Logo der Website, Schriftzug "Poesie Oase" mit Palmen umrandet.

Die Schatzgräber

Von

Ein Winzer,der am Tode lag,
rief seine Kinder an und sprach:
„In unserm Weinberg liegt ein Schatz,
grabt nur danach!“-„An welchem Platz?“
schrie alles laut den Vater an.
„Grabt nur!“ O weh! da starb der Mann.
Kaum war der Alte beigeschafft,
so grub man nach aus Leibeskraft.
Mit Hacke, Karst und Sparten ward
der Weinberg um und um geschart.
Da war kein Kloß,der ruhig blieb;
man warf die Erde gar durchs Sieb
und zog die Harken kreuz und quer
nach jedem Steinchen hin und her
Allein, da ward kein Schatz verspürt,
und jeder hielt sich angeführt.
Doch kaum erschien das nächste Jahr,
so nahm man mit Erstaunen war,
daß jede Rebe dreifach trug.
Da wurden erst die Söhne klug
und gruben nun jahrein, jahraus
des Schatzes immer mehr heraus.

Gedicht als Bild, zum Downloaden und Teilen

Gedicht: Die Schatzgräber von Gottfried August Bürger

Kurze Interpretation des Gedichts

Das Gedicht „Die Schatzgräber“ von Gottfried August Bürger erzählt eine Parabel über die wahre Natur von Reichtum und Erbe. Der sterbende Vater gibt seinen Kindern den Auftrag, in seinem Weinberg nach einem Schatz zu graben, ohne den genauen Ort zu nennen. Diese vage Anweisung setzt eine Kette von Ereignissen in Gang, die die Söhne zu unermüdlicher Arbeit und letztendlich zu unerwartetem Wohlstand führt. Die Ausgangssituation ist durch die Trauer über den Tod des Vaters getrübt, doch die Hoffnung auf den verborgenen Reichtum überwiegt, was die Kinder dazu antreibt, sofort mit der Suche zu beginnen.

Die intensive Suche, die in den Versen beschrieben wird – mit Hacke, Karst und Sparten, dem Sieben der Erde und dem akribischen Durchkämmen des Bodens – symbolisiert die Anstrengung und den Fleiß, die für den Erfolg erforderlich sind. Die anfängliche Enttäuschung, als kein greifbarer Schatz gefunden wird, verdeutlicht die Kurzlebigkeit materieller Erwartungen und die Leere, die entsteht, wenn man sich ausschließlich auf einen vermeintlichen Reichtum konzentriert. Die Tatsache, dass sich die Söhne „angeführt“ fühlen, zeigt ihre Enttäuschung und das Gefühl, getäuscht worden zu sein.

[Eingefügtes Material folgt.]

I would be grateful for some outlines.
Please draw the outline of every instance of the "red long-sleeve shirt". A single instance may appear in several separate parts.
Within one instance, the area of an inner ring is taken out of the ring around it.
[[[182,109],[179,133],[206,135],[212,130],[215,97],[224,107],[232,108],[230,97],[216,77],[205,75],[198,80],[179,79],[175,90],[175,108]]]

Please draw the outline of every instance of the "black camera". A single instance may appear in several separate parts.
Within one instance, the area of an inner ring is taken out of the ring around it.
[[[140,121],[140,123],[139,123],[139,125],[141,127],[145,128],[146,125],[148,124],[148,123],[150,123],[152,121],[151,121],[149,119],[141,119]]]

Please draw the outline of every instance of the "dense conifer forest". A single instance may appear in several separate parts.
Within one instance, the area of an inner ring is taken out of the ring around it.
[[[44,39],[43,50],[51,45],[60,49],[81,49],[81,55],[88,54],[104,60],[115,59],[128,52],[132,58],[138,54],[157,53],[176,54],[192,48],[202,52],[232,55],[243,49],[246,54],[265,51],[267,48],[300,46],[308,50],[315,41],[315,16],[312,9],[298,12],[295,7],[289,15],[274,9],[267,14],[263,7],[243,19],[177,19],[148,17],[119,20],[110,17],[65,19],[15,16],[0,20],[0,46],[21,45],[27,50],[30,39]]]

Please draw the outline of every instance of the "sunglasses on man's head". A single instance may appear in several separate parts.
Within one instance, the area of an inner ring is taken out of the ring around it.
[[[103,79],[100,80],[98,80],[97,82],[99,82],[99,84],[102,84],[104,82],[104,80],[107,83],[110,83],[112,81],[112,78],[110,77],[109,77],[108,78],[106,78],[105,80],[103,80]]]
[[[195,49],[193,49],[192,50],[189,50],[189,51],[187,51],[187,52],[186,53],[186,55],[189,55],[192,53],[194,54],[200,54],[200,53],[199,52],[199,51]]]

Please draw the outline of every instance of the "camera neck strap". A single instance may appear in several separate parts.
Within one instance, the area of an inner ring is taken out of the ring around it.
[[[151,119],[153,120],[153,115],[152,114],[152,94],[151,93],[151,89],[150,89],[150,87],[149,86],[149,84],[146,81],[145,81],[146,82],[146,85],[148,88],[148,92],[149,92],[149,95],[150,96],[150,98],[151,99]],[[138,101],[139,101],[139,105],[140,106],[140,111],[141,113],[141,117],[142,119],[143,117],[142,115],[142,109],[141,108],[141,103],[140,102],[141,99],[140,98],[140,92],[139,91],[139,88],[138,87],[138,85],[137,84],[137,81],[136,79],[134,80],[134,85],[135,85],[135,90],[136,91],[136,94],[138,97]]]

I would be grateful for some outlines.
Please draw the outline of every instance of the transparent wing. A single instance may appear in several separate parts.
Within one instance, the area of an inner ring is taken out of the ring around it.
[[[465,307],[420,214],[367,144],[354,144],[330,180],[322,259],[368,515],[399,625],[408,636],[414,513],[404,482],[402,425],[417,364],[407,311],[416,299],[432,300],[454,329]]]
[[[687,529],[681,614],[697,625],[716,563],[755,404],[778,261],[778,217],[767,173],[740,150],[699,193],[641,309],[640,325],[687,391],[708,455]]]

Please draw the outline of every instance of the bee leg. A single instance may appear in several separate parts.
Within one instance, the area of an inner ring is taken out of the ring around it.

Der Wendepunkt des Gedichts kommt im nächsten Jahr, als die Reben dreifach so viel Ertrag bringen. Dieser unerwartete Erfolg offenbart die wahre Botschaft des Gedichts: Der „Schatz“ des Vaters war nicht in Form von Gold oder Juwelen verborgen, sondern in der Anweisung, den Weinberg zu bebauen. Die Arbeit, die sie in der Suche nach dem Schatz investierten, hatte unbeabsichtigt zu einer Verbesserung des Bodens und damit zu einem größeren Ernteertrag geführt.

Die abschließende Zeile, „und gruben nun jahrein, jahraus / des Schatzes immer mehr heraus“, unterstreicht die Erkenntnis der Söhne und ihre neue Ausrichtung. Sie verstehen nun, dass der wahre Reichtum in der Arbeit, dem Engagement und der nachhaltigen Verbesserung des Landes liegt. Das Gedicht vermittelt so eine einfache, aber tiefgründige Botschaft über die Bedeutung von Fleiß, Beharrlichkeit und der indirekten Art und Weise, wie wahres Glück und Erfolg oft gefunden werden.

Weitere Informationen

Hier finden sich noch weitere Informationen zu diesem Gedicht und der Seite.

Lizenz und Verwendung

Dieses Gedicht fällt unter die „public domain“ oder Gemeinfreiheit. Gemeinfreiheit bedeutet, dass ein Werk nicht (mehr) durch Urheberrechte geschützt ist und daher von allen ohne Erlaubnis des Urhebers frei genutzt, vervielfältigt und verbreitet werden darf. Sie tritt meist nach Ablauf der gesetzlichen Schutzfrist ein, z. B. 70 Jahre nach dem Tod des Autors. Weitere Informationen dazu finden sich hier.